Увидел, что дело Софьи и Голицына проиграно, сообразил, что нельзя упускать случай. И к Петру! Думал: бухнется в ножки государю — простит его царь, оценит, без награды не оставит. Но Циклер ошибся — Петр разгадал его. Теперь хоть лбом о стенку бейся — никуда не выбьешься, так и помрешь стрелецким головой, то есть полковником. Мало того, царь постоянно выказывал ему пренебрежительную холодность. Бывая в стрелецких слободах, нередко заходил в хоромы не только голов, но и пятисотенников, дом же Циклера он всегда обегал и даже делал вид, что не замечает этого головы на смотрах. Страшная обида грызла сердце самолюбца, он жаждал уже не возвышения, но мести за нанесенное ему оскорбление. Ненависть голову отуманила: подумал, что время его пришло, что теперь пора, вот и кинулся в омут сломя голову.
— Да, хорошо, что уцелели те стрельцы, — сказал рассудительно. — Знаю я их: Кочет да Телепень. Беречь их надобно.
— Так береги! — пылко воскликнул Соковнин. — Нам они пригодиться могут! Не царь нам нарышкинец. Рушит он дедовскую старину, а ею одной только и крепка наша Русь. Если его на царстве оставить, все иноземцам раздаст и останемся мы в своем домишке не хозяевами.
Это ли нам надо? Нет, нет! Лучше пусть один погибнет, чем весь народ чужеземцам под власть отдаст!
— А кто же царем-то станет? — раздался робкий голос.
— Как кто? А Алексей?
— Так он еще младенец.
— Пусть и младенец. И царь Иван Васильевич Грозный младенцем был, да и сами цари, Иван и Петр, тоже в детском возрасте на царство венчаны. Разве некому у нас до совершенных лет царевича Алексея делами править?

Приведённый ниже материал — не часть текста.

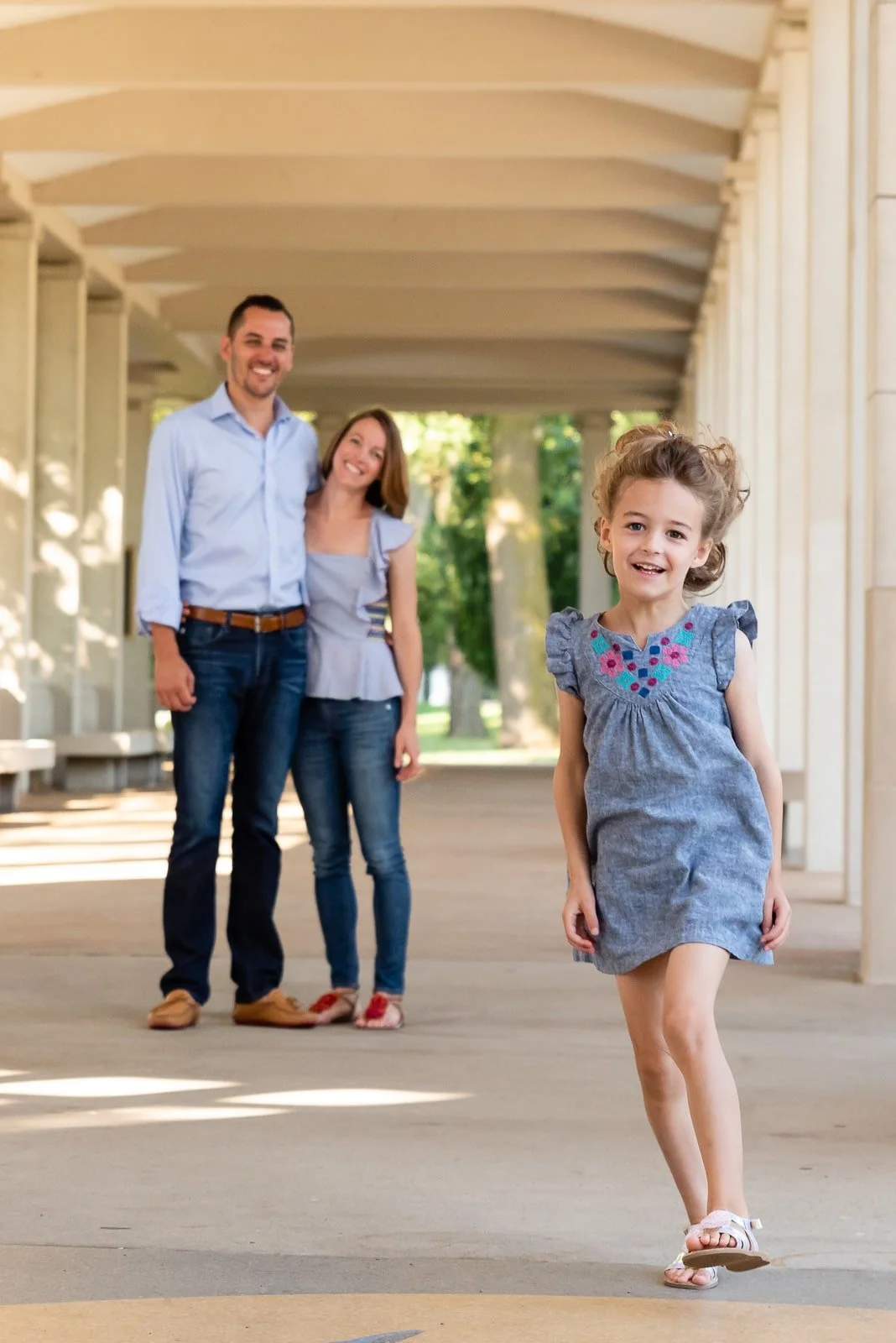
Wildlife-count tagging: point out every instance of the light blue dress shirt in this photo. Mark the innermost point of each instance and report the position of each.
(224, 514)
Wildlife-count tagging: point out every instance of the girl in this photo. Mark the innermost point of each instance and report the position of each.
(357, 736)
(669, 803)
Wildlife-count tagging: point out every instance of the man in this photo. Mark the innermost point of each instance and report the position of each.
(221, 591)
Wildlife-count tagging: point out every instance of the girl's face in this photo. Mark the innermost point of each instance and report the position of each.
(654, 537)
(360, 457)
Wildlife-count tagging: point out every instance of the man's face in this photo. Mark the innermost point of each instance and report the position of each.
(260, 353)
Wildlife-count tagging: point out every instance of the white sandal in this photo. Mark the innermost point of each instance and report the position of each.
(739, 1257)
(679, 1262)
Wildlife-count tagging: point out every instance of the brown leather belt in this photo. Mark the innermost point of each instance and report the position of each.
(268, 624)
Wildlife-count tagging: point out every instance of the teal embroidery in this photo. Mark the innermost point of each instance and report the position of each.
(642, 671)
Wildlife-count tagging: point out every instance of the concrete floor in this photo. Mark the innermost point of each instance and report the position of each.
(514, 1194)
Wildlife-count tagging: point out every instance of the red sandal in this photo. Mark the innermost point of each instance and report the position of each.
(337, 1007)
(384, 1011)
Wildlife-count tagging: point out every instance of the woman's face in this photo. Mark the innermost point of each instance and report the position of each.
(360, 457)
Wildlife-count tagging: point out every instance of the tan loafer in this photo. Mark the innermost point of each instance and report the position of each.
(176, 1011)
(275, 1009)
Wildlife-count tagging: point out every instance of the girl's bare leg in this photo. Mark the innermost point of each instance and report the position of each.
(665, 1101)
(692, 977)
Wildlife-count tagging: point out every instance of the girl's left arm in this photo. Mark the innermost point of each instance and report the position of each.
(407, 645)
(743, 707)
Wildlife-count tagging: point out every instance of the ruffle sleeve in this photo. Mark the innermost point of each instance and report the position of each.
(739, 615)
(558, 645)
(387, 534)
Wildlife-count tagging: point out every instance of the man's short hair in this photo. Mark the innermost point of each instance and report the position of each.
(267, 301)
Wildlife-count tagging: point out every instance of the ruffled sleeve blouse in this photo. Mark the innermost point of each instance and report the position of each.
(347, 604)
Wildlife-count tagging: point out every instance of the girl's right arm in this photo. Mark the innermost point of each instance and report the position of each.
(580, 911)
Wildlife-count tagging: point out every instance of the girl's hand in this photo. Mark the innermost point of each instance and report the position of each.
(407, 745)
(580, 917)
(775, 915)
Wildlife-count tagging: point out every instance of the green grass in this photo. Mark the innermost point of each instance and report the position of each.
(432, 727)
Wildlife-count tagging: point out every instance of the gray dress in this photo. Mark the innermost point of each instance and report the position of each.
(678, 828)
(347, 604)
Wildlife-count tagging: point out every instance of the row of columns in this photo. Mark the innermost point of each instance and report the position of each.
(794, 359)
(73, 456)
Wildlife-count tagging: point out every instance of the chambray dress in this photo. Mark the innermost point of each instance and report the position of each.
(678, 828)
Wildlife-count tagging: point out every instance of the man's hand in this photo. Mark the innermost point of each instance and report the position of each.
(175, 682)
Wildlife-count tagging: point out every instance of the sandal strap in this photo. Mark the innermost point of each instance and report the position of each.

— Есть у нас самодержица! Великая царевна Софья Алексеевна! — воскликнул Циклер. — Она в государевых делах премного искусилась, ей и править, пока царевич Алексей Божией милостью в совершенные годы и разум не войдет.
— Ей, кому ж, как не ей! — загудели заговорщики: вот и решили дело, вот и славно!
Все эти крики не по сердцу хозяину: Соковнин тоже хотел добраться до власти, пускай другие свалят Петра, а коли на царстве будет младенец, кто выйдет в первые люди государства?..
— Кому там править, о том еще потолкуем! — сказал он. — Сперва главное дело повершить нужно, а, не повершив его, и начинать ничего не стоит. Скажите, люб ли вам царь Петр Алексеевич, или нет?
— Нет, нет, — заговорили кругом, — не люб! Не надо нам его, не хотим! Никого из Нарышкиных не хотим… Враги они земли нашей, иноземцев вперед пускают!